Just build a slot car with a truck body that looks like The Farm Truck ~ Or not...
{ I learn my lesson as of never suggesting a contest again } ~ LOL

I hand it over to you guys to keep this contest going if you wish with your rules.
No hard feeling. ~ Peace Out ~ I'll post a pic of my truck when I am finished with it. *


----------



## 60chevyjim (Feb 21, 2008)

Hilltop Raceway said:


> where do you find them for 15.00???RM


 Randy when you go to pick the mev truck body , 
where it says finished body click on the check mark and it will offer a kit , set it to kit
then the price will change , the kit is only $15

ps Randy I just got a hotwheels 79 ford truck to use the camper cap for mine from ebay .
I cant wait to see what you do with
the 37 chevy coupe and the trabant sedan delivery gassers bodys.


----------



## alpink (Aug 22, 2010)

*update*

progress





_. we don't gotta show you no steenkeen rules ._​


----------



## Hilltop Raceway (Feb 12, 2006)

That's looking good...really like that topper...:thumbsup::thumbsup: RM


----------



## vaBcHRog (Feb 19, 2003)

What kind of wheels do you have on the front?


----------



## sjracer (May 25, 2008)

Looks sharp, I even like the stance.


----------



## alpink (Aug 22, 2010)

sjr, the body is just sitting on the tires for right now. but I will only raise it up a bit for tire clearance.
I don't want to mount the body until I am sure of the wheel/tire combinations to go with.

Roger, the front wheels are mini lindy with hard rubber tires for now.
keeping my options open. trying to replicate what i see in the pictures the best that I can.


----------



## vaBcHRog (Feb 19, 2003)

The almost look like stock TJET wheels with a nice set of Hun Caps added For a stock bare wheel the new Vincent Stock Chrome or Stock black with the right paint and a home made hub cap would look just like stock trucks wheels.


----------



## TJETDRAGRACER (Jan 25, 2008)

* My "Farm Truck" ~ Project Took a Turn. 
I needed a Tow Truck for my T-Jet Repair Shop.
So I combined ~ The MEV's 71' Chevy pickup body with one of Jim's Resin Wrecker Body's. 

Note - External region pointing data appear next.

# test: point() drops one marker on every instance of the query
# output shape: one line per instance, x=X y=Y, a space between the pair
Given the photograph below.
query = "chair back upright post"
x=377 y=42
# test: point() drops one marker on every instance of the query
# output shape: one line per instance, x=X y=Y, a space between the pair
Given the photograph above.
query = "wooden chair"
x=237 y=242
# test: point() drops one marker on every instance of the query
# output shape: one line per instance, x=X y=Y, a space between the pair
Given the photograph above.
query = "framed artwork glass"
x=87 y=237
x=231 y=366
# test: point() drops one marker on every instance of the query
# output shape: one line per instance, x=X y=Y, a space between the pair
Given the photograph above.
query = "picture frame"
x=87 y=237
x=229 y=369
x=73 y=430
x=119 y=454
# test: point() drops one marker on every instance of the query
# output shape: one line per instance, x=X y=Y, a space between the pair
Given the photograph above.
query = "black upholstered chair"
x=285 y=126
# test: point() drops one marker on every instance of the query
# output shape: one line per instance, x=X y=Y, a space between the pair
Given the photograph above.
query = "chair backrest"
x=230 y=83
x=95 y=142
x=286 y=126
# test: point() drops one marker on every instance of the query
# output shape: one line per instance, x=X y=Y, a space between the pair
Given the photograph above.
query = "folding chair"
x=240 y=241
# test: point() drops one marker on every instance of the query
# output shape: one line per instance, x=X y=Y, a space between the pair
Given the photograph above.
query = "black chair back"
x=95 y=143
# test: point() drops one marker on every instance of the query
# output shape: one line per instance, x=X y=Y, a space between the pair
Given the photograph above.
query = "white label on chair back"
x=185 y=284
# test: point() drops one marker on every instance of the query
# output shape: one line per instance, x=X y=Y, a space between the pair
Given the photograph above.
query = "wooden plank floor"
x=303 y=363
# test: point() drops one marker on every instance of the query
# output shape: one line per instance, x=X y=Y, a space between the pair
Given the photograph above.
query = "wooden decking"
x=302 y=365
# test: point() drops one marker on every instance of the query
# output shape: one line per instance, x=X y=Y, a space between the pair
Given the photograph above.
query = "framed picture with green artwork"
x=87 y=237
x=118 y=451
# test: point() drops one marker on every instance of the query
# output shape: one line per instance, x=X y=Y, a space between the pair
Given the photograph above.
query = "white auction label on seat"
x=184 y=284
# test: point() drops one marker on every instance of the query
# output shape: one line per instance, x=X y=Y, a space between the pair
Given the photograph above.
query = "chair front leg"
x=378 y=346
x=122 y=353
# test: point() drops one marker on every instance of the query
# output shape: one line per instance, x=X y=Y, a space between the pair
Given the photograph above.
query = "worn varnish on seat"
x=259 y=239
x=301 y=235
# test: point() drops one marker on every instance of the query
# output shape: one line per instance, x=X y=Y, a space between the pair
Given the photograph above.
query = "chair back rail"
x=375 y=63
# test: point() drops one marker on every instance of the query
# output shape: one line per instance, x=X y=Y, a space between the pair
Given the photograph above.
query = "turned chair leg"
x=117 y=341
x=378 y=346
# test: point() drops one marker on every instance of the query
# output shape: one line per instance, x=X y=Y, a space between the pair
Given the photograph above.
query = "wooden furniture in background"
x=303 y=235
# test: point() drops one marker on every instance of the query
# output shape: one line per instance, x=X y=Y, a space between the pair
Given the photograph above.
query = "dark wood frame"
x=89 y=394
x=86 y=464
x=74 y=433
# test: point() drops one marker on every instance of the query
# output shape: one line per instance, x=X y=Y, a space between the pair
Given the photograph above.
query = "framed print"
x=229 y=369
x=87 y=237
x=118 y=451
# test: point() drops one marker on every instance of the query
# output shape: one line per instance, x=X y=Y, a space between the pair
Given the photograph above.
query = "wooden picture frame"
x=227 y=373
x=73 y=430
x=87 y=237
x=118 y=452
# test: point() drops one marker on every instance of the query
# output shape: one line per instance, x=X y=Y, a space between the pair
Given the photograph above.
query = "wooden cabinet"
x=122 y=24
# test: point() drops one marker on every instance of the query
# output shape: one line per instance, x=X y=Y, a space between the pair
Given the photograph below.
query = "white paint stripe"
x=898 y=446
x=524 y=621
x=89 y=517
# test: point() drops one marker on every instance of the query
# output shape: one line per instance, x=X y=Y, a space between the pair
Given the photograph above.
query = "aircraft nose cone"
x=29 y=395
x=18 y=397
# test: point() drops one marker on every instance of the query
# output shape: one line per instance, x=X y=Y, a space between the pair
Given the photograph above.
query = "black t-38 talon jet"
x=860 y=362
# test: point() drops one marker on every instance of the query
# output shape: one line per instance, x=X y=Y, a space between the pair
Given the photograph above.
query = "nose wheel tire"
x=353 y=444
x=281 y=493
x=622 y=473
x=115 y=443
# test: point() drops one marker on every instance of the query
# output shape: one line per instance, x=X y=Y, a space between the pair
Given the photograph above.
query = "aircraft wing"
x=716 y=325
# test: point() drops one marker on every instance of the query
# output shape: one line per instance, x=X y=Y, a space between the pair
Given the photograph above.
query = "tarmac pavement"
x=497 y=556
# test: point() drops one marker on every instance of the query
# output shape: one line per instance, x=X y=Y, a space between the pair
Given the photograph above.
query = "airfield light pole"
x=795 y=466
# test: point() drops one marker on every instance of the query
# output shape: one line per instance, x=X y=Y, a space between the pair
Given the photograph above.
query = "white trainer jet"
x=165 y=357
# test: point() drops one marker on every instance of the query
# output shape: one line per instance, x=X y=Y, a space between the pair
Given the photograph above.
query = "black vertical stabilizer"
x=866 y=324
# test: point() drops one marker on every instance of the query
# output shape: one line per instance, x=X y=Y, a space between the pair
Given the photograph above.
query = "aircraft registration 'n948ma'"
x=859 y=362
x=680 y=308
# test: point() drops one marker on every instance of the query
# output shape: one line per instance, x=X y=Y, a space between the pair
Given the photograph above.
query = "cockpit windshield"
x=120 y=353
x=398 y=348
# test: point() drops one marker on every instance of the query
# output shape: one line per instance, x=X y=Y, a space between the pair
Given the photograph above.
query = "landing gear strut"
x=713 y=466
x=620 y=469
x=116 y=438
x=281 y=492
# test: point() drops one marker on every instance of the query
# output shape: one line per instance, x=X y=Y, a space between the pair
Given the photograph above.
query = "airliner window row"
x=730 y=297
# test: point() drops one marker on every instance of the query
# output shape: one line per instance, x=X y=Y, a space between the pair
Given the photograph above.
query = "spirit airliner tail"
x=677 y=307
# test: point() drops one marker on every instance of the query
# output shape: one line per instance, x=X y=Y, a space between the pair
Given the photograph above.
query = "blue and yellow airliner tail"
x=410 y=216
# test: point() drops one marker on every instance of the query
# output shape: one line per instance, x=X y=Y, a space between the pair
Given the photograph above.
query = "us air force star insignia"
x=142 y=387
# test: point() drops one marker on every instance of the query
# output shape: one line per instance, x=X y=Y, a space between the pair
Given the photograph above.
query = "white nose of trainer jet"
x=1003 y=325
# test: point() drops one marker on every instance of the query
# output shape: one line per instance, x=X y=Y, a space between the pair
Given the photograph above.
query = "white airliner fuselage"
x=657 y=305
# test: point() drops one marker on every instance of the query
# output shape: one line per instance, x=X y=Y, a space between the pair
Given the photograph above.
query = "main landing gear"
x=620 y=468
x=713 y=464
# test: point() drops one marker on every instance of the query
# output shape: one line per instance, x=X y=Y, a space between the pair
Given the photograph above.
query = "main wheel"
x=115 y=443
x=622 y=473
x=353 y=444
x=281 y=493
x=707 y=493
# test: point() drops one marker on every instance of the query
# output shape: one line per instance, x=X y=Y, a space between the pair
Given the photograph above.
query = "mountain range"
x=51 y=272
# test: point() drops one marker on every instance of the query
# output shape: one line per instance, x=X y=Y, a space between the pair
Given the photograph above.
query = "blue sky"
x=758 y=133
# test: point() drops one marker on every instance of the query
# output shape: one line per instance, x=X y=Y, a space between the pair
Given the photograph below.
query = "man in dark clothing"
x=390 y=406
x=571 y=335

And the 50's Ford Pickup resin body became my ~ "Farm Truck" project.
Who said it had to be a Chevy ? ~ After everyone wanted to change the rules. lol

It's and Old Farm Truck that's turning into a "Street Drag Racing Truck"
Sill in progress, ~ I may repaint it & I sill need to make a glass part for it.
It's a little rough looking but that's the best part about it. 
I may just leave it as it is now and just paint the grill and bumber's White. *


----------